Utahns react to Pres. Biden’s gun control executive orders

UPDATED: APRIL 8, 2021 AT 7:30 PM
BY
KSLNewsRadio

SALT LAKE CITY – There are some high praise and a lot of harsh criticism in Utah for President Biden’s executive orders on gun control.  Supporters believe his orders will curb gun violence while others say the president’s information is wrong. 

President Biden listed six different orders aimed at curbing gun violence and not all of them impact guns, directly. For instance, the administration is proposing $5 billion over eight years to fund violence prevention programs in urban areas. 

State Representative Angela Romero said she’d like to see more funding go to after-school programs and the Boys and Girls Clubs to provide kids safe places so they’re not lured into a life of crime.

She says, “If you start early and you do preventative education, it does work.”

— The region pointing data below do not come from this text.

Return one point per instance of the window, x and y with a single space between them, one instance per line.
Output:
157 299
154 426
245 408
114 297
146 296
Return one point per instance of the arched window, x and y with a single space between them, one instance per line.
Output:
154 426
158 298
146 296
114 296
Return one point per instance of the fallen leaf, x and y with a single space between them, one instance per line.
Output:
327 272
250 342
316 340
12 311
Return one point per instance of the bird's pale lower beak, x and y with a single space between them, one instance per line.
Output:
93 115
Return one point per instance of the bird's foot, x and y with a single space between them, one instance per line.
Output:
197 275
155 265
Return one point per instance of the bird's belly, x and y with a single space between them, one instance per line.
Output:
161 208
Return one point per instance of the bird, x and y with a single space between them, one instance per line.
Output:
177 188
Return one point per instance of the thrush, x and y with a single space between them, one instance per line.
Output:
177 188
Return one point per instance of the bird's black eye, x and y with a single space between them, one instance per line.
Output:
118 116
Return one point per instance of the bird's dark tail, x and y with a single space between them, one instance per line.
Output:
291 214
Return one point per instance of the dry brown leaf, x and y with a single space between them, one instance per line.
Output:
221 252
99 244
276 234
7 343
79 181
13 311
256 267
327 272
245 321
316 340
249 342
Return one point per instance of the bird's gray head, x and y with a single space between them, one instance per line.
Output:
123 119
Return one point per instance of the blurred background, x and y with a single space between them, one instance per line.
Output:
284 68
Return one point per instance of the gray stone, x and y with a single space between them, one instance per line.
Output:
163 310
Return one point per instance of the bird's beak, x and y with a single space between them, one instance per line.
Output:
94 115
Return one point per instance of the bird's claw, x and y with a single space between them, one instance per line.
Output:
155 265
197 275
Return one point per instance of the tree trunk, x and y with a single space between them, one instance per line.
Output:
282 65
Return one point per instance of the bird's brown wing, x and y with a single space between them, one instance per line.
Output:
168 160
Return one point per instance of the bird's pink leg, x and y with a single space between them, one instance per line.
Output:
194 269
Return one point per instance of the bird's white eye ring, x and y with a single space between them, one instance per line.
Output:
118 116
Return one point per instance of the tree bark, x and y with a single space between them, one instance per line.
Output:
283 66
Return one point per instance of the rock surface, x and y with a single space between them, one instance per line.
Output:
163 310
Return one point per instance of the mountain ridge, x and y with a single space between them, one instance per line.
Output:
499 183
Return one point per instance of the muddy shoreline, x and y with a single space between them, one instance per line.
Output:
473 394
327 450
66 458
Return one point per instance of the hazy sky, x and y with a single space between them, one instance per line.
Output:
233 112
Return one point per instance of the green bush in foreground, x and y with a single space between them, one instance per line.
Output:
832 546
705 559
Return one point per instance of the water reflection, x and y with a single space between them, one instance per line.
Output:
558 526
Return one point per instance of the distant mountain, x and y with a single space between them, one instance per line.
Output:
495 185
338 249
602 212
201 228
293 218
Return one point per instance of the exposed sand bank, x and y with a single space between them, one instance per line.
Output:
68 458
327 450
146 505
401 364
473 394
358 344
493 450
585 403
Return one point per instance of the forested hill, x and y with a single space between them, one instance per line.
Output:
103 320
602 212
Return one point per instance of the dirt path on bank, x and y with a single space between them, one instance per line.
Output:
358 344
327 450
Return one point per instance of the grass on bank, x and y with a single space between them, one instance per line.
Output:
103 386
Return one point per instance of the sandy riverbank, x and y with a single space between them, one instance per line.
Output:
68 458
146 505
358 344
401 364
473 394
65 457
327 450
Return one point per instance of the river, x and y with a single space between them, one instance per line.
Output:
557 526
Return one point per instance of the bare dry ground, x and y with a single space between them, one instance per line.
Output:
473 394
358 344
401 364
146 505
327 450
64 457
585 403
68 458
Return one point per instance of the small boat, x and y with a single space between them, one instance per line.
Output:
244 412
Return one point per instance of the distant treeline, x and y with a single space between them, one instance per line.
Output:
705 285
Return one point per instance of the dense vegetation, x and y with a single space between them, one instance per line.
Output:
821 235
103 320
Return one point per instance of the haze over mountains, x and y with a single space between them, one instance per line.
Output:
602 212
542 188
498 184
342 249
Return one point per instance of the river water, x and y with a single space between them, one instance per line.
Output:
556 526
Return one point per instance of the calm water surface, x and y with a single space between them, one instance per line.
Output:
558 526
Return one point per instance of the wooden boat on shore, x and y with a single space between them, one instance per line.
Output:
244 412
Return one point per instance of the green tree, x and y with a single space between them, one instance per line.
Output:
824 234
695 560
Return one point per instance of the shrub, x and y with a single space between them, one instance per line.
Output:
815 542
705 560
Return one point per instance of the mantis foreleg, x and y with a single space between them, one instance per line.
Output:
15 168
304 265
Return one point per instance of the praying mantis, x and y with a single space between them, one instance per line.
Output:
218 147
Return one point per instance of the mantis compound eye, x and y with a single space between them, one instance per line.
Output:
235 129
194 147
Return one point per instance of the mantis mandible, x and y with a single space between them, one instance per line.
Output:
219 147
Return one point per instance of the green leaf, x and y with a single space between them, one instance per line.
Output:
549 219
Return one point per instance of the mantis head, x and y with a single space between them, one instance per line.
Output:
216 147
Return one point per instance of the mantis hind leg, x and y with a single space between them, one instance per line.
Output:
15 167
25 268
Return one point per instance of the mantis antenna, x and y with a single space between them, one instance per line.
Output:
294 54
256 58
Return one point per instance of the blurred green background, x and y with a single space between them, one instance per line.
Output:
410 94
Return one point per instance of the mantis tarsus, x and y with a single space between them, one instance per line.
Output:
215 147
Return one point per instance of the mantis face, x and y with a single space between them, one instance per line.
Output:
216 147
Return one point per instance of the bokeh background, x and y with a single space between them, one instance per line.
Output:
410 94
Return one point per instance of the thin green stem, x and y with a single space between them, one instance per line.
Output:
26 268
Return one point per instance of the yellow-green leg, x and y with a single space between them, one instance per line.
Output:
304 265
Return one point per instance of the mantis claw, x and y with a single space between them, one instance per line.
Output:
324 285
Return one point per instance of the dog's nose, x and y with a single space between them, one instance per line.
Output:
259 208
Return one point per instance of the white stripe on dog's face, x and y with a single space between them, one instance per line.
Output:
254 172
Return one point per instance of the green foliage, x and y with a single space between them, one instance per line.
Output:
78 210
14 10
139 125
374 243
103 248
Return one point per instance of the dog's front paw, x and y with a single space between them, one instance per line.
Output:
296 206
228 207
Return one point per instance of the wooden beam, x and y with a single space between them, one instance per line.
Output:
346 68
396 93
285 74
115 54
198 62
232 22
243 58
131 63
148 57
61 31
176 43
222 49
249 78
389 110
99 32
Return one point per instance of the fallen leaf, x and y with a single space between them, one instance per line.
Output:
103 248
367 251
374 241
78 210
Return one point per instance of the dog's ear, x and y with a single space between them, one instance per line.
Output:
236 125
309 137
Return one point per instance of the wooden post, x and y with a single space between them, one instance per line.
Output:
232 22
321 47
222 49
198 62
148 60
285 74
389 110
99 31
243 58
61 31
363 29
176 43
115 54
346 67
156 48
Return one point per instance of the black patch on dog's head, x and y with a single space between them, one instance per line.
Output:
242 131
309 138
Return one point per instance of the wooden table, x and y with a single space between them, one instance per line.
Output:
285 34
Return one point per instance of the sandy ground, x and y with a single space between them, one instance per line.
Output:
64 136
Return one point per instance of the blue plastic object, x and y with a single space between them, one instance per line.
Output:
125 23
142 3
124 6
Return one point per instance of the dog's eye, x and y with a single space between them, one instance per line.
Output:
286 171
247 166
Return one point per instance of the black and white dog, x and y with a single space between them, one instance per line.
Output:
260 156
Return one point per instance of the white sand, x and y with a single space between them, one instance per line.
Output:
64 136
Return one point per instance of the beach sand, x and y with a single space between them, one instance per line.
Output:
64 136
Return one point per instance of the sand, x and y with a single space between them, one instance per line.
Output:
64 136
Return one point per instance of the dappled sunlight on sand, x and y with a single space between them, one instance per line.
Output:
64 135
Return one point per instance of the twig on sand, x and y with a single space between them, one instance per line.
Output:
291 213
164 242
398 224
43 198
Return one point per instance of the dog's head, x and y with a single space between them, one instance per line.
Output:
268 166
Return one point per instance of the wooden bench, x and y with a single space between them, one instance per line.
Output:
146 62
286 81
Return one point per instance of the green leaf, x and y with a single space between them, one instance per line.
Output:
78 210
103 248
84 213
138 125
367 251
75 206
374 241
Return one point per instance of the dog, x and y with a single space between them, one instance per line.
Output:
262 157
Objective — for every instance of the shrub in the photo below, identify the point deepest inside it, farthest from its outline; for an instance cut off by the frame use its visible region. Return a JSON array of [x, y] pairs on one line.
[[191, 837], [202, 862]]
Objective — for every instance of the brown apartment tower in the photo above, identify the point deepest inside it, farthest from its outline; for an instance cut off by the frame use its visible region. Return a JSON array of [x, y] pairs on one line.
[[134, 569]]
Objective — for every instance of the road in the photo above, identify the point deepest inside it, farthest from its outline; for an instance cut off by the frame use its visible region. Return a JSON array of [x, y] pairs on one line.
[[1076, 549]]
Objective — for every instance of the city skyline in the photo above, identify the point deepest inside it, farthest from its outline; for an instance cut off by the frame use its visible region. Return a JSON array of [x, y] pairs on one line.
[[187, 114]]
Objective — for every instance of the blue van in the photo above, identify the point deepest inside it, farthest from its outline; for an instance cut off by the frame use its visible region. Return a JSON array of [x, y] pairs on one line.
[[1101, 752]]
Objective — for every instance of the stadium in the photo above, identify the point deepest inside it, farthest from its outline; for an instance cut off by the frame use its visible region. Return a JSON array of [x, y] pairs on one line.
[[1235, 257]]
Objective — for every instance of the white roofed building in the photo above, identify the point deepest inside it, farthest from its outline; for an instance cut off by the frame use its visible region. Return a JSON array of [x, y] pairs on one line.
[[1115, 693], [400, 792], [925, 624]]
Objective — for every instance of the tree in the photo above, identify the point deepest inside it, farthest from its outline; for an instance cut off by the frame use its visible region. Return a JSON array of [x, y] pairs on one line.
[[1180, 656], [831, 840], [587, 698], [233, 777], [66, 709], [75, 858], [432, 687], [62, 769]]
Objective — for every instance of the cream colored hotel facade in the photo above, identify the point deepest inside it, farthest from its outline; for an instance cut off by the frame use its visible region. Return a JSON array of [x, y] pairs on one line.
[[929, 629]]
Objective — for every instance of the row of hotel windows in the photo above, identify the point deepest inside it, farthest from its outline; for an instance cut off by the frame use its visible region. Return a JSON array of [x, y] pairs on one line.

Romero also supports the president’s call for the DOJ to publish a model for “red flag law” legislation. Lawmakers have failed to pass similar laws in Utah, which would allow guns to be taken away from someone, temporarily, if they’re going through suicidal thoughts or making threats to other people. 

Romero supports these bills, saying they could significantly reduce the number of suicides and domestic violence attacks in Utah.

“Those guns could be turned in and, hopefully, those guns can be returned when that person is no longer in distress or a threat to themselves or others,” according to Romero.

However, critics compare these laws to gun-confiscation schemes.

Clark Aposhian with the Utah Shooting Sports Council said, “What the ‘red flag’ folks want to do is, essentially, confiscate the gun then deal with due process later.”

Aposhian is also taking aim at the president’s call to tighten restrictions on so-called “ghost guns,” which are described as guns that people can order and put together at home. President Biden said these guns are showing up at crime scenes and can’t be traced because they don’t have serial numbers.    

Aposhian said that’s not accurate.

“Ghosts are imaginary and so are the problems that are associated with these so-called ‘untraceable guns.’  They are, in fact, traceable.  Any time that person sells the gun that they legally manufactured, it has to have a serial number on it,” he said.

A spokesperson for Senator Mitt Romney issued a statement to the Deseret News, saying Romney might support updating background checks, but gun rules should be left to individual states.

The statement said, “He believes that it’s not appropriate for the federal government to tell states what to do with their gun laws and that it should be left up to state legislatures to decide.”